O atual ódio anti-branco estadunidense é comumente reação alienada de comunidade negra historicamente explorada, segregada, marginalizada, violentada, agredida. E foi o Estado capitalista USA que militou para que esse ódio não se convertesse em consciência e organização política. Ele promoveu sempre a indigência cultural e educacional das comunidades marginalizadas e exploradas, com destaque para afro-descendentes, nativos, chicanos, etc. Com o mesmo sentido, financiou e apoiou as correntes pequeno-burguesas negras identitárias e colaboracionistas e perseguiu, reprimiu, prendeu e assassinou as direções negras classistas, socialistas, marxistas. Um identitarismo que propunha e avançava uma promoção de fachada, abandonando de todo as grandes comunidades exploradas e desassistidas. Em inícios dos anos 1980, essas práticas e concepções ianques foram exportadas para o Brasil, alcançando um imenso sucesso nos dias atuais.
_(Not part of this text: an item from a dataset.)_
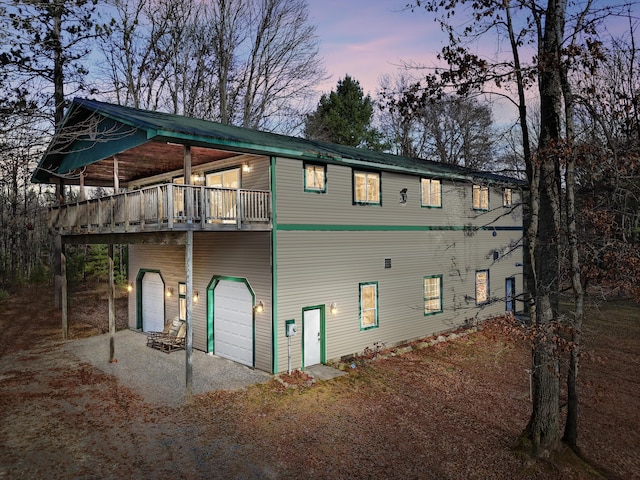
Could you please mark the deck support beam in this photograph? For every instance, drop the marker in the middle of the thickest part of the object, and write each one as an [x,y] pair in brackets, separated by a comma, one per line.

Risério se espanta que jovens negros, nascidos não raro em famílias uniparentais; de formação cultural e profissional precária; desempregados, vivendo em bairros e moradias degradadas, do sub-emprego e da pequena delinquência; bombardeados pela sociedade de consumo e pela mitologia do vencer ou morrer (winner/loser), ressintam-se vendo coreanos —e outros orientais—, apenas chegados, progredirem no comércio a retalho em bairros negros e pruri-raciais. E, sobretudo, expliquem o sucesso por eles alcançados como devido a pretensas cupidez, rapacidade, esperteza, desonestidade, etc., vistas como características raciais de tais comunidades. Comerciante orientais não raro de cultura pouco universalista, voltados sobre si, apenas balbuciando em inglês.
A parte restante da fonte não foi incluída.